The issue I'm having is that the NLoptSolver fails to minimize the objective (find the draft, heel and trim values that result in near-zero net upward force and heel/trim moments). For a specific test I'm running, this is the graph of 50 attempts that the NLoptSolver makes, plotting the score (value returned by OptimizeFunc), as well as draft, heel and trim values it used.

Even though the solver thinks it found a local minimum, by manually tweaking draft, heel and trim values I know that the actually best solution is draft = 0.202, heel = 0, trim = -0.32, which results in a score = 0.001 (and it could be refined even more, but I stopped there). Meanwhile, as you can see from the graph, solver only manages to achieve score = 0.013, which is not even close. I ran additional tests to map out the entire optimization space, and confirmed that there are no other minimums besides this one. I also tried to restrict bounds very close around this known minimum, but the solver still fails to find it.

I suspect that the issue is that HeelingMoment and TrimmingMoment are very sensitive to NetUpwardForce not being zero, so I tried adding weighting factors so that the optimizer prioritizes minimizing NetUpwardForce first, but that doesn't help matters. I also tried to discard optimizing for HeelingMoment and TrimmingMoment, and instead set the optimizer to minimize the horizontal distances between the buoyancy and weight force centers, but that didn't help either. I also tried to raise netUpForComp, heelMomComp and trimMomComp to higher powers, and that helped a little, but still doesn't solve the issue.

Can anyone experienced with mathematical optimization suggest what could be wrong with my approach? Is it the way I compute the total in OptimizeFunc? Or should I be using another algorithm instead of BOBYQA? I tried several, but none gave any better results.

EDIT: additional detail: if I pass the correct solution parameters (draft = 0.202, heel = 0, trim = -0.32) as the initial starting values for Nlopt, then it does lock on to that solution and accepts it as valid after a few cycles.
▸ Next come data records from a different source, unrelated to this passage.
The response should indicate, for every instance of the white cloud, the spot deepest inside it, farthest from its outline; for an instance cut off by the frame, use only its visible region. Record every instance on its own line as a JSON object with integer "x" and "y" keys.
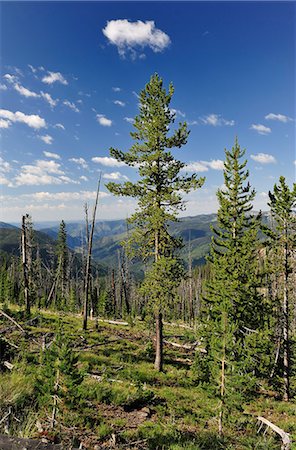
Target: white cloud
{"x": 103, "y": 120}
{"x": 48, "y": 98}
{"x": 33, "y": 69}
{"x": 80, "y": 161}
{"x": 51, "y": 155}
{"x": 119, "y": 103}
{"x": 59, "y": 125}
{"x": 4, "y": 123}
{"x": 264, "y": 158}
{"x": 54, "y": 77}
{"x": 4, "y": 166}
{"x": 204, "y": 166}
{"x": 129, "y": 119}
{"x": 67, "y": 196}
{"x": 129, "y": 36}
{"x": 177, "y": 112}
{"x": 216, "y": 120}
{"x": 115, "y": 176}
{"x": 71, "y": 105}
{"x": 196, "y": 166}
{"x": 215, "y": 164}
{"x": 41, "y": 172}
{"x": 10, "y": 78}
{"x": 4, "y": 180}
{"x": 46, "y": 139}
{"x": 108, "y": 161}
{"x": 32, "y": 120}
{"x": 261, "y": 129}
{"x": 278, "y": 117}
{"x": 24, "y": 91}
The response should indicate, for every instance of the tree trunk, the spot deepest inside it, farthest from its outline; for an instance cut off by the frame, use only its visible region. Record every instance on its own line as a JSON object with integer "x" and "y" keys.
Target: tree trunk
{"x": 25, "y": 267}
{"x": 158, "y": 363}
{"x": 286, "y": 325}
{"x": 88, "y": 261}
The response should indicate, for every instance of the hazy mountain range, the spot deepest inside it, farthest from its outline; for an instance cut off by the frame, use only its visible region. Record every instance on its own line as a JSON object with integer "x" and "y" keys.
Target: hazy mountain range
{"x": 109, "y": 234}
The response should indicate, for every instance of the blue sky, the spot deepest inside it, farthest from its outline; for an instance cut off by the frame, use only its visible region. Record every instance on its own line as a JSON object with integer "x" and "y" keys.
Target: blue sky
{"x": 70, "y": 77}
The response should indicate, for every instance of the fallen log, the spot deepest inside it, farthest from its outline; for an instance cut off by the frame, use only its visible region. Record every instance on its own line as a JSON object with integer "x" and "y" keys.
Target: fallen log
{"x": 113, "y": 322}
{"x": 16, "y": 443}
{"x": 185, "y": 346}
{"x": 180, "y": 325}
{"x": 2, "y": 313}
{"x": 8, "y": 365}
{"x": 16, "y": 325}
{"x": 286, "y": 438}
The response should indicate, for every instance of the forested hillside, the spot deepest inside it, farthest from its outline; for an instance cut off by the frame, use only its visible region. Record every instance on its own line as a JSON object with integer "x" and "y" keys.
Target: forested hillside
{"x": 185, "y": 356}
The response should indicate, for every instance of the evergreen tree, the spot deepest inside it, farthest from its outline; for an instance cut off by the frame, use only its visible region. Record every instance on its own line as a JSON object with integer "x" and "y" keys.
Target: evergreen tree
{"x": 282, "y": 203}
{"x": 63, "y": 257}
{"x": 234, "y": 307}
{"x": 160, "y": 184}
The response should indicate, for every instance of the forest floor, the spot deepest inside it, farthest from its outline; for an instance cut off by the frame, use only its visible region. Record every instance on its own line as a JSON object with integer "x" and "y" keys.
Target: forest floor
{"x": 123, "y": 402}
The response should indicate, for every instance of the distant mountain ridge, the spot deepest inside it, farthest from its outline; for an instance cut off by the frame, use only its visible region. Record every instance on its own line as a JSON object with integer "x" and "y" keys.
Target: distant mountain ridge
{"x": 109, "y": 234}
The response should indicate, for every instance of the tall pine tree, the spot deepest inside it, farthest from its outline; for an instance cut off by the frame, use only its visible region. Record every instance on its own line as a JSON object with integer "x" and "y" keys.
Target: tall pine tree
{"x": 63, "y": 257}
{"x": 282, "y": 203}
{"x": 159, "y": 189}
{"x": 234, "y": 309}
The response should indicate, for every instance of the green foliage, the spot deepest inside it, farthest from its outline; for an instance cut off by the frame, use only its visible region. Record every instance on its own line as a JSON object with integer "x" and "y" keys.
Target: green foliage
{"x": 159, "y": 189}
{"x": 234, "y": 308}
{"x": 58, "y": 373}
{"x": 161, "y": 282}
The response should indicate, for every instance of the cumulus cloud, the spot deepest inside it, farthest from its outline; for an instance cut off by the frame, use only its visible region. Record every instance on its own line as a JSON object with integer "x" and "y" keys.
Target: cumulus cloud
{"x": 24, "y": 91}
{"x": 71, "y": 105}
{"x": 4, "y": 166}
{"x": 4, "y": 123}
{"x": 178, "y": 113}
{"x": 48, "y": 98}
{"x": 54, "y": 77}
{"x": 80, "y": 161}
{"x": 129, "y": 36}
{"x": 59, "y": 125}
{"x": 261, "y": 129}
{"x": 119, "y": 103}
{"x": 33, "y": 120}
{"x": 204, "y": 166}
{"x": 10, "y": 78}
{"x": 66, "y": 196}
{"x": 33, "y": 69}
{"x": 216, "y": 120}
{"x": 196, "y": 166}
{"x": 103, "y": 120}
{"x": 129, "y": 119}
{"x": 46, "y": 139}
{"x": 264, "y": 158}
{"x": 115, "y": 176}
{"x": 4, "y": 180}
{"x": 108, "y": 161}
{"x": 51, "y": 155}
{"x": 278, "y": 117}
{"x": 42, "y": 172}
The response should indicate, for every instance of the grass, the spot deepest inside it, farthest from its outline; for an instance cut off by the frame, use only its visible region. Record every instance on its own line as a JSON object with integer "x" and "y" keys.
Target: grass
{"x": 181, "y": 414}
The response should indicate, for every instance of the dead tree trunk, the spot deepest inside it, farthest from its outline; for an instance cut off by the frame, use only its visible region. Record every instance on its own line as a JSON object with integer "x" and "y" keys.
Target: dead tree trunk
{"x": 286, "y": 322}
{"x": 25, "y": 266}
{"x": 88, "y": 261}
{"x": 158, "y": 363}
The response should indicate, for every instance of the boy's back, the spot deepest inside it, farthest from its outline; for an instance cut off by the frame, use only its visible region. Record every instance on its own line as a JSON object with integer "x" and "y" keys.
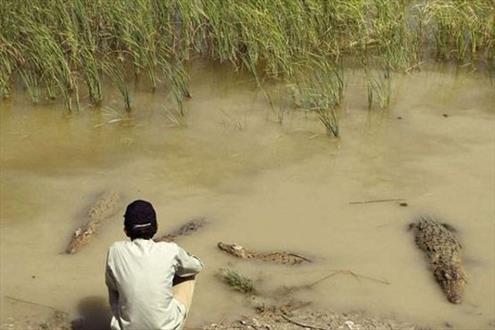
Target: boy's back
{"x": 139, "y": 277}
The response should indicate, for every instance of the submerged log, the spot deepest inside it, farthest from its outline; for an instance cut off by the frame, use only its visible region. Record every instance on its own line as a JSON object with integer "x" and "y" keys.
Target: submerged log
{"x": 280, "y": 257}
{"x": 443, "y": 251}
{"x": 186, "y": 229}
{"x": 102, "y": 209}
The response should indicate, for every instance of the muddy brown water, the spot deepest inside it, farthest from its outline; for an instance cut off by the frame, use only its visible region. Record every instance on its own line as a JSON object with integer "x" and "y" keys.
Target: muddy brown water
{"x": 263, "y": 185}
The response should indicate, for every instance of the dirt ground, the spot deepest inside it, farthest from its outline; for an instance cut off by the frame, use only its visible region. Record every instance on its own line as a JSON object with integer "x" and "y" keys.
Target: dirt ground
{"x": 283, "y": 318}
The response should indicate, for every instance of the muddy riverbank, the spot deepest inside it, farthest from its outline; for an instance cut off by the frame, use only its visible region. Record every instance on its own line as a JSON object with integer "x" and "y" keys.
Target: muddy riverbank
{"x": 264, "y": 185}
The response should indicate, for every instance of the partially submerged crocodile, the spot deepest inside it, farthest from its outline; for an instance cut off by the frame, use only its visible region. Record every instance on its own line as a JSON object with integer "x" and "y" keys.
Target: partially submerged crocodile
{"x": 285, "y": 258}
{"x": 102, "y": 209}
{"x": 444, "y": 253}
{"x": 186, "y": 229}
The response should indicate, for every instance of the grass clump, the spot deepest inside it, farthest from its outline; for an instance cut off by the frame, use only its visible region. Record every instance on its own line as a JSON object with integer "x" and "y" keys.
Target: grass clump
{"x": 237, "y": 281}
{"x": 67, "y": 48}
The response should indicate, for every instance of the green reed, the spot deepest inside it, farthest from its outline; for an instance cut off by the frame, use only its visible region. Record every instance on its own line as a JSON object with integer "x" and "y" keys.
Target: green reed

But it doesn't when starting from zero values, even though they are relatively very close to the correct solution values.

EDIT 2: as per request, I am adding the code of supporting classes. I'm pretty sure these work correctly though.

public static class StabilityCalculator
{
    public static StabilityCalculatorData CalculateStability(List<Force> forces)
    {        
        Coordinate center = forces[0].Origin
        
        Force netUpwardForce = forces.Sum(f => f.Magnitude * f.Vector.Y);

        Coordinate totalMoment = new(0, 0, 0);
        foreach (Force force in forces)
        {
            Coordinate relativePosition = force.Origin - center;
            Coordinate momentVector = Coordinate.CrossProduct(relativePosition, force.Vector * force.Magnitude);
            totalMoment += momentVector;
        }

        return new StabilityCalculatorData
        {
            HeelingMoment = totalMoment.Z, 
            YawingMoment = totalMoment.Y,  
            TrimmingMoment = totalMoment.X,
            NetUpwardForce = netUpwardForce
        };
    }
}

public class StabilityCalculatorData
{
    public double HeelingMoment { get; set; } // Moment about X-axis
    public double TrimmingMoment { get; set; } // Moment about Z-axis
    public double YawingMoment { get; set; } // Moment about Y-axis
    public double NetUpwardForce { get; set; } // Net upward force in Newtons
}

public class Force(double magnitude, Coordinate origin, Coordinate vector)
{
    public double Magnitude { get; } = magnitude;
    public Coordinate Origin { get;  } = origin;
    public Coordinate Vector { get; } = vector.Normalize();
    
    public static Force? Combine(Force? f1, Force? f2)
    {
        if (f1 == null && f2 != null) { return f2;}
        if (f2 == null && f1 != null) { return f1;}
        if (f1 == null && f2 == null) { return null; }

        var vector1 = new Coordinate(f1!.Vector.X * f1.Magnitude, f1.Vector.Y * f1.Magnitude, f1.Vector.Z * f1.Magnitude);
        var vector2 = new Coordinate(f2!.Vector.X * f2.Magnitude, f2.Vector.Y * f2.Magnitude, f2.Vector.Z * f2.Magnitude);

        var resultantVector = vector1 + vector2;
        var resultantMagnitude = resultantVector.Magnitude();

        var normalizedResultantVector = resultantVector.Normalize();

        return new Force(resultantMagnitude, f1.Origin, normalizedResultantVector);
    }
}

public class Coordinate(double x, double y, double z)
{
    public double X { get; set; } = x;
    public double Y { get; set; } = y;
    public double Z { get; set; } = z;

    public static Coordinate operator +(Coordinate c1, Coordinate c2)
    {
        return new Coordinate(c1.X + c2.X, c1.Y + c2.Y, c1.Z + c2.Z);
    }

    public static Coordinate operator -(Coordinate c1, Coordinate c2)
    {
        return new Coordinate(c1.X - c2.X, c1.Y - c2.Y, c1.Z - c2.Z);
    }

    public static Coordinate operator *(Coordinate c, double scalar)
    {
        return new Coordinate(c.X * scalar, c.Y * scalar, c.Z * scalar);
    }

    public static Coordinate operator /(Coordinate c, double scalar)
    {
        return new Coordinate(c.X / scalar, c.Y / scalar, c.Z / scalar);
    }
    
    public Coordinate Normalize()
    {
        var magnitude = Math.Sqrt(X * X + Y * Y + Z * Z);
        return new Coordinate(X / magnitude, Y / magnitude, Z / magnitude);
    }

    public double Magnitude()
    {
        return Math.Sqrt(X * X + Y * Y + Z * Z);
    }

    public static Coordinate CrossProduct(Coordinate c1, Coordinate c2)
    {
        return new Coordinate(
            c1.Y * c2.Z - c1.Z * c2.Y,
            c1.Z * c2.X - c1.X * c2.Z,
            c1.X * c2.Y - c1.Y * c2.X
        );
    }
}

Answer 1

Being derivative free, this solver must estimate an appropriate step size. The solver has bounds of order 360, and a 0 initial guess, so it may be having great difficulty finding an appropriate step size heuristically.

You could try providing a typical step size as described in the docs. https://nlopt.readthedocs.io/en/latest/NLopt_Reference/#initial-step-size.

So it can take steps which have the resolution to detect the solution.

(A better initial guess will always help also).